Dr Afridi said that the new vaccine was first introduced in Quetta in December on a small scale insome high-risk union councils. It had been used successfully in conflict-s tricken endemic regions of the world, he said.

However, contrary to OPV, which can be administered by any person through mouth during door-to-door visits, the IPV are given intramuscularly at the government-run health facilities by trained technicians in FR Bannu. `It has no side effects and has been scientifically recommended in conflict areas,` Dr Afridi said.

According to him, the administration of OPV is started at birth of a child whereas the IPV is administered only by trained people to the children between four to 23 months.

`The new vaccine provides double protection to recipients. We will keep giving OPV to the childrenunder the programme up to five years,` he said.

The WHO official said that they administered IPV to displaced people from Waziristan as well as local children in view of their vulnerability to the virus. `We are also thinking of running similar campaign in Bara, Khyber Agency in the next phase,` he said.

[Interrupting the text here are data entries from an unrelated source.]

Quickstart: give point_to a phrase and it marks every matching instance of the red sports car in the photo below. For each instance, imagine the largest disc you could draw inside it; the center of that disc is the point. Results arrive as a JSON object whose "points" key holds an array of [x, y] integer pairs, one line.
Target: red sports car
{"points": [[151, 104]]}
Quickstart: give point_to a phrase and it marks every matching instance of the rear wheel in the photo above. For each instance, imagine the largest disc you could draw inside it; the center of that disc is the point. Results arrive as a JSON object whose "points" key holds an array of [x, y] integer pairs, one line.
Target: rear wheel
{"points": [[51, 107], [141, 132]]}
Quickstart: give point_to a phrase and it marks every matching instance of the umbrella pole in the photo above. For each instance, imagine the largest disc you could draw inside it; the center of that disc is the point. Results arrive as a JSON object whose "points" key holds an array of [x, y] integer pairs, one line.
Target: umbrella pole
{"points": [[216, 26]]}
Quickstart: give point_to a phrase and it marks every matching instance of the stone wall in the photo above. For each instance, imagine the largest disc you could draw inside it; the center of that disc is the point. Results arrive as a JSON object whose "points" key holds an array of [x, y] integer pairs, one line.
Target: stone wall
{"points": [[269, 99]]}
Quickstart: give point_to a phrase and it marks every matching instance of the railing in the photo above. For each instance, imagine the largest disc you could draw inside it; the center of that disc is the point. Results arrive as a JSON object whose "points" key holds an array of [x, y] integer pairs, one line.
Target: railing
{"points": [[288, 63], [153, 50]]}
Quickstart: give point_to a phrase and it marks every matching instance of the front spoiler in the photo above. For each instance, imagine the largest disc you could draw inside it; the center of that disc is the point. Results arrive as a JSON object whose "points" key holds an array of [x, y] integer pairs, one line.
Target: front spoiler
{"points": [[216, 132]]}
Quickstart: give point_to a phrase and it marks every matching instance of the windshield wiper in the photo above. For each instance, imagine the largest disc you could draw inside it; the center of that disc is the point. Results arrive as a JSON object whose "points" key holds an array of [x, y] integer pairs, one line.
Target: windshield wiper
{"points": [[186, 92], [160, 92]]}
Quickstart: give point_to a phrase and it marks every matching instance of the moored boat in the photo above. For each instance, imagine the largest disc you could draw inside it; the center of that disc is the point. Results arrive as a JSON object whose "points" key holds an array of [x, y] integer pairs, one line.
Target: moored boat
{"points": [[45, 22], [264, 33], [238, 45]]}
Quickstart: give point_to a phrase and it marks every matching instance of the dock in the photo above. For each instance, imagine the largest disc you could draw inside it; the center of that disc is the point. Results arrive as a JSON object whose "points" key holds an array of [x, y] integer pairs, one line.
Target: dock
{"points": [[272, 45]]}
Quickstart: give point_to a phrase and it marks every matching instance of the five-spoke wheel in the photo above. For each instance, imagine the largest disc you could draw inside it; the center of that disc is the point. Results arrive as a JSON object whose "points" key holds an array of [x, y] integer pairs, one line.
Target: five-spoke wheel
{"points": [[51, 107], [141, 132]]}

Dr Afridi said that children were brought to the nearby health facilities for IPV. There were also fixed points for the purpose in the community, he said.

Fata recorded 175 cases of the nationwide 297 polio cases in 2014.

Along with Khyber Pakhtunkhwa, which recorded 70 polio cases, Fata is blamed for hampering worldwide pollo eradication campaign.`Fata has overtaken Khyber Pakhtunkhwa in launching the IPV,` officials said. They added that the province`s plan to start IPV in Peshawar and Bannu districts last year was yet to see light of the day.

Officials said that it had been noted in the past that many children were affected by polio despite getting OPV. The IPV and OPV combination gave encouraging results in Bajaur Agency where children were put to trials in a study done by a Karachi-based university, they said.

Officials said the IPV was being included in the expanded programme on immunisation to be given regularly to the children.

Under the programme, the children would start getting IPV by midyear, they said.